The Coyotes, as their bankruptcy attests, might have been the wrong team in the wrong town from the start. (Two wrong towns. When the Coyotes moved from downtown Phoenix to a gorgeous arena in Glendale in 2003, they basically trashed their old season-ticket base.) From the moment Gretzky teamed with Steve Ellman to purchase the team from Richard Burke, there were flashing neon signs that trouble might be brewing. (Burke actually barred Gretzky from the dressing room during a preseason game in 2000.)

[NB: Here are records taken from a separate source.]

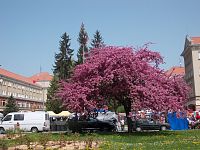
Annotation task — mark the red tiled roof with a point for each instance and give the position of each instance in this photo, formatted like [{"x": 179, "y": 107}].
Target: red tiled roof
[
  {"x": 176, "y": 71},
  {"x": 15, "y": 76},
  {"x": 43, "y": 76},
  {"x": 195, "y": 40}
]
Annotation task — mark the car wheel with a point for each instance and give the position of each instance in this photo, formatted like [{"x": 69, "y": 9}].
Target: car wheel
[
  {"x": 163, "y": 128},
  {"x": 138, "y": 129},
  {"x": 2, "y": 130},
  {"x": 34, "y": 130}
]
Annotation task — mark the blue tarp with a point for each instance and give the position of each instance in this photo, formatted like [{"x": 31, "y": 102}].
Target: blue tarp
[{"x": 177, "y": 123}]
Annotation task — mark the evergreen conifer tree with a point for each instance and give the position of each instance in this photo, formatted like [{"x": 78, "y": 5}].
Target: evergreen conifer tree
[
  {"x": 62, "y": 71},
  {"x": 83, "y": 49},
  {"x": 11, "y": 106},
  {"x": 63, "y": 60},
  {"x": 97, "y": 42}
]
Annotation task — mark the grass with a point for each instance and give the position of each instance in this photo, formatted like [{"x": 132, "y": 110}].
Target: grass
[{"x": 189, "y": 139}]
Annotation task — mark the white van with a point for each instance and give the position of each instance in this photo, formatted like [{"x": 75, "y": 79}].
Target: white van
[{"x": 26, "y": 121}]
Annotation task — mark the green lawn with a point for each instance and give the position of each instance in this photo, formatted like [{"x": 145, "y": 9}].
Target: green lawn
[{"x": 115, "y": 141}]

After the purchase was approved in February 2001, Gretzky, who had a small ownership stake, clearly lost for winning. Reportedly, the Coyotes bled $27 million that year. (Since moving to the desert, the franchise has lost $300 million and failed to win a series in any of the five seasons it made the playoffs. The Coyotes/Jets have not advanced past the first round since 1987.) The team might not have drained his personal resources -- principal owner Jerry Moyes took that hit -- but it has stripped Gretzky of his bulletproof aura.
Gretzky certainly didn't help himself when he stepped into the line of fire post-lockout, making the job of NHL head coach basically an entry-level position.. He anointed himself as coach because simply being the cottage industry that is Wayne Gretzky was not enough to satisfy his lust for the action of the game.

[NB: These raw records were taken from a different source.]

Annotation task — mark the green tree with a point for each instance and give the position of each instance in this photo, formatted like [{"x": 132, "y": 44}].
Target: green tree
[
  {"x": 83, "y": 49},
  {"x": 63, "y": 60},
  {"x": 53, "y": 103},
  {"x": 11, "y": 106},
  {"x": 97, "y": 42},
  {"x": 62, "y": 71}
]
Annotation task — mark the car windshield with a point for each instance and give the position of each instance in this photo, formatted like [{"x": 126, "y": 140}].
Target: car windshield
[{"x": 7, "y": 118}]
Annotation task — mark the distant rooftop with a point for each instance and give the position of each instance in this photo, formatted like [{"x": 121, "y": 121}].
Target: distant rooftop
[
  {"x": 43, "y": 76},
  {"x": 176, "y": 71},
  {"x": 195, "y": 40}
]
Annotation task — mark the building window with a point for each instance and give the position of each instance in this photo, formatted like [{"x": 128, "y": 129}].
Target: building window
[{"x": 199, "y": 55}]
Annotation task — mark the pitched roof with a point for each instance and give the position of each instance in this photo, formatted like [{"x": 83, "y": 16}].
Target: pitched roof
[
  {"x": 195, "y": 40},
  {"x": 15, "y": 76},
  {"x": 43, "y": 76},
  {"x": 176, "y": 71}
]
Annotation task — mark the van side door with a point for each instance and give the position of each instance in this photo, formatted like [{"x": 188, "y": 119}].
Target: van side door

While pulling the strings with gold-medal teams for Canada was satisfying -- they won the 2002 Olympics and 2004 World Cup, but failed in the 2006 Olympics, in part, because Gretzky was loyal to the players who had performed so splendidly two years before -- he had the urge to have his hands on the action. He might well have been on the way to making himself a quality coach, but the early glow in Glendale last year faded as the season progressed. Gretzky never coached a single playoff game during his four seasons behind the Coyotes' bench.
The Phoenix failure might wind up chastening him when his bitterness finally ebbs, but Gretzky is no less hockey-smart than ever. While Hockey Canada executive director Bob Nicholson says his organization would be honored to have Gretzky involved again, and new Team Canada Olympic GM Steve Yzerman said he planned to call his predecessor, there surely will be bigger things for Gretzky beyond the quadrennial and ceremonial.
Because public outrage never has been Gretzky's style, the NHL and Bettman will probably be spared a verbal -- or legal -- bun fight. If Gretzky shreds the league that has been his adult life, it will be a first. And it is almost inconceivable that he will simply disappear for good. Assuming he still has the coaching bug, Gretzky will look for the opportunity. If there is no market for him behind the bench, some franchise with more stability and a hunger for star power will surely want him in some kind of management/minority ownership role.
The Coyotes will not have Gretzky to kick around anymore -- or vice-versa, if you consider the polls in Arizona in which more than 83 per cent of respondents viewed Gretzky as an impediment -- but he will back. And like the Richard Nixon's return to politics or Napoleon's re-entry to Paris, it promises to be spectacular.